MUITO ESPUMA – Na dúvida se uma proposta de paz avançaria nas próximas horas, o câmbio doméstico preferiu não ficar desprotegido. Além disso, o conservadorismo inusitado de Waller levou o dólar a fazer o hedge.
… A moeda norte-americana negociada no mercado à vista fechou em alta de 0,55%, cotada a R$ 5,0282.
… Lá fora, faltou fôlego para o índice DXY do dólar (-0,02%, a 99,239 pontos), porque o euro caiu com Lagarde evitando sinalizar uma alta do juro na reunião de junho do BCE, apesar de a guerra ainda não ter tido um desfecho.
… Segundo ela, na véspera da próxima decisão de política monetária, que acontece dia 11, serão divulgadas projeções de inflação e só então é que serão decididas as medidas necessárias para manter os preços na meta de 2%.
… A estimativa atual no mercado aponta inflação de 2,6% este ano, com retorno ao alvo apenas em 2027.
… O euro, que contava antecipadamente com um aperto do juro, recuou 0,13%, para US$ 1,1610. A libra esterlina fechou praticamente estável, em leve alta de 0,08%, valendo US$ 1,3441, e o iene caiu para 159,16 por dólar.
… A sinalização de Waller de juros mais altos por mais tempo pelo Fed sustentou as taxas da Note-2 anos (a 4,122%, contra 4,059% na véspera) e 10 anos (4,559%, de 4,555%). Só a do T-Bond de 30 anos caiu, a 5,066% (de 5,082%).
… O sinal verde de Trump para Kevin Warsh fazer “o que quiser” no comando do Fed foi lido pelas bolsas norte-americanas pela ótica de credibilidade da política monetária e ajudou o Dow Jones a renovar o recorde histórico.
… O índice subiu 0,58%, para 50.579,70 pontos, o S&P 500 ganhou 0,37%, aos 7.473,47 pontos, e o Nasdaq teve leve alta de 0,19%, aos 26.343,97 pontos, saindo para o feriado do Memorial Day em otimismo cauteloso com a guerra.
… Na contramão de Nova York, o Ibovespa fechou em baixa de 0,81%, aos 176.209,61 pontos. Petrobras terminou em queda (PN, -1,05%, a R$ 44,48; e ON, -0,30%, máxima de R$ 50,15), apesar da alta moderada do petróleo.

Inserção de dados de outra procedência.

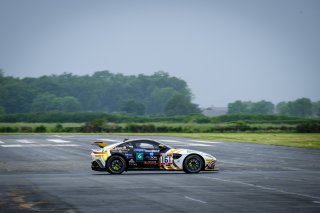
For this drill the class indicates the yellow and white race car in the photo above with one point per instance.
(146, 154)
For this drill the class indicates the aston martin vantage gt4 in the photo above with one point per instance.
(146, 154)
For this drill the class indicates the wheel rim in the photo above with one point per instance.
(194, 164)
(116, 165)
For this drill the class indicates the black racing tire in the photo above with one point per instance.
(116, 164)
(193, 164)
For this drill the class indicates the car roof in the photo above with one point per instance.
(140, 139)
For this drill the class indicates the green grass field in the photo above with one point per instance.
(301, 140)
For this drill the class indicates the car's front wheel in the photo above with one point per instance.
(192, 164)
(116, 164)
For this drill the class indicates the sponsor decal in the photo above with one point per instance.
(151, 157)
(132, 163)
(166, 159)
(150, 162)
(139, 156)
(129, 155)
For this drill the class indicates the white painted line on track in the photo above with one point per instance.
(263, 187)
(190, 198)
(25, 141)
(58, 141)
(106, 139)
(170, 141)
(196, 144)
(201, 141)
(38, 145)
(12, 145)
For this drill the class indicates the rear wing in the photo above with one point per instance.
(100, 144)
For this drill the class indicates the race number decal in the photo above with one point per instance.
(139, 156)
(166, 159)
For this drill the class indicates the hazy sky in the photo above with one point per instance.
(224, 49)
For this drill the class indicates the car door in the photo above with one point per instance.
(146, 154)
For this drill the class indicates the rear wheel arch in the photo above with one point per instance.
(113, 157)
(194, 154)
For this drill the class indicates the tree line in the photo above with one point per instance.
(302, 107)
(102, 91)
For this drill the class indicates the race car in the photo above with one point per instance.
(146, 154)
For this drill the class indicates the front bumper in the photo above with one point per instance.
(95, 165)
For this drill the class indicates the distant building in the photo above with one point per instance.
(214, 111)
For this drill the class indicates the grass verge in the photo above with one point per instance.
(301, 140)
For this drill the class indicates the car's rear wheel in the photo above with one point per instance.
(192, 164)
(116, 164)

… Os papéis dos principais bancos também caíram, com exceção do BB (+0,58%; R$ 20,94). Itaú PN recuou 1,72% (R$ 39,43); Santander unit, -1,78% (R$ 27,10); Bradesco PN, -1,56% (R$ 17,62); e BTG unit, -0,81% (R$ 53,93).

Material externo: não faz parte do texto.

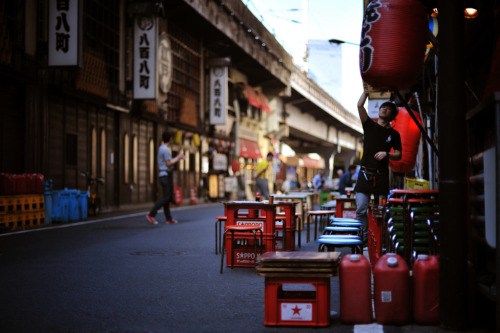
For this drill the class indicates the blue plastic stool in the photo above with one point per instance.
(330, 243)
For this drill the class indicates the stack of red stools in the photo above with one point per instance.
(261, 214)
(411, 223)
(285, 226)
(22, 202)
(375, 230)
(346, 208)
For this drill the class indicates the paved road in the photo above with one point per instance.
(122, 274)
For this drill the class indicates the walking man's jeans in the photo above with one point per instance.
(362, 201)
(168, 192)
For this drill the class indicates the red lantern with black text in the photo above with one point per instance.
(393, 42)
(410, 139)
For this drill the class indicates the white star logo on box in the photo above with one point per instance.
(296, 311)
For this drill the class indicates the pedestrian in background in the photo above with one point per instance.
(166, 177)
(261, 176)
(379, 138)
(346, 180)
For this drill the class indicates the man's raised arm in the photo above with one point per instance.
(363, 115)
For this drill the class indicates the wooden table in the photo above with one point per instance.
(297, 269)
(341, 209)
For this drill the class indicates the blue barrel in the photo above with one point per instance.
(63, 209)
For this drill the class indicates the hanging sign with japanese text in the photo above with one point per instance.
(218, 95)
(145, 57)
(64, 33)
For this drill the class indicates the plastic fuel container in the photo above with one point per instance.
(426, 289)
(355, 290)
(392, 290)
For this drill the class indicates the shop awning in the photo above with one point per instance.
(249, 149)
(312, 163)
(264, 102)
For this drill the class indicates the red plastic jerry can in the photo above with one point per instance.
(355, 290)
(392, 290)
(426, 290)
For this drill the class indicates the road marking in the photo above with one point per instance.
(369, 328)
(111, 218)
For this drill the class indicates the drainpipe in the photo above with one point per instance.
(452, 167)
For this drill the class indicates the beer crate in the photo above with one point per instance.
(300, 301)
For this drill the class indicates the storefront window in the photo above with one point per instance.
(135, 159)
(151, 161)
(93, 152)
(126, 158)
(103, 152)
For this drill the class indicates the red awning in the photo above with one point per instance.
(253, 98)
(264, 102)
(249, 149)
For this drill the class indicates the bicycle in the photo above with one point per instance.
(94, 201)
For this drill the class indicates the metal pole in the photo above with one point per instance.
(452, 167)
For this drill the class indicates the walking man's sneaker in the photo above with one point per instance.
(151, 219)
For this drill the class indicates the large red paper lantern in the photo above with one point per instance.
(393, 42)
(410, 139)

… Já a ação da Vale subiu 0,57% (R$ 83,10), apesar de o minério de ferro ter operado em leve queda de 0,13%.
CIAS ABERTAS NO AFTER – PETROBRAS decidiu suspender um novo leilão de GLP para reduzir a pressão sobre o preço do gás de cozinha e sinalizar normalização após críticas do presidente Lula, segundo O Globo…
… Separadamente, a Reuters informou que o BNDES vendeu cerca de R$ 3 bilhões em ações da companhia em maio.
SABESP. O Cade aprovou a aquisição de 90% da Sanessol pela companhia, por R$ 125 milhões.
COPASA. As empresas interessadas em fazer uma oferta por uma fatia minoritária têm até hoje para apresentarem a proposta, conforme previsto no prospecto da operação. O nome do vencedor será divulgado ao mercado na quarta.
JBS. As ações registraram alta firme de 1,82% na sexta-feira na Nyse, depois de a companhia ter sido incluída na lista preliminar do índice Russell 3000, em meio ao processo anual de rebalanceamento dos índices americanos.
AXIA ENERGIA. Reuters informou que o BNDES vendeu mais de R$ 500 milhões em ações da companhia em maio.
COPEL. Reuters informou que o BNDES vendeu R$ 280 milhões em ações da companhia em maio.
QUALICORP. A companhia anunciou processo de sucessão no comando. Maurício Lopes assumirá a presidência do conselho em 31 de agosto, enquanto Eduardo Oliveira ocupará o cargo de diretor-presidente.
RD SAÚDE. Conselho aprovou compra da fatia do GPA na STIX por R$ 23 milhões.
ONCOCLÍNICAS. A companhia contratou o BTG Pactual para atuar como formador de mercado das ações na B3.
DIMED. Acionistas aprovaram aumento de capital de R$ 1,227 bilhão para R$ 1,294 bi, sem emissão de novas ações.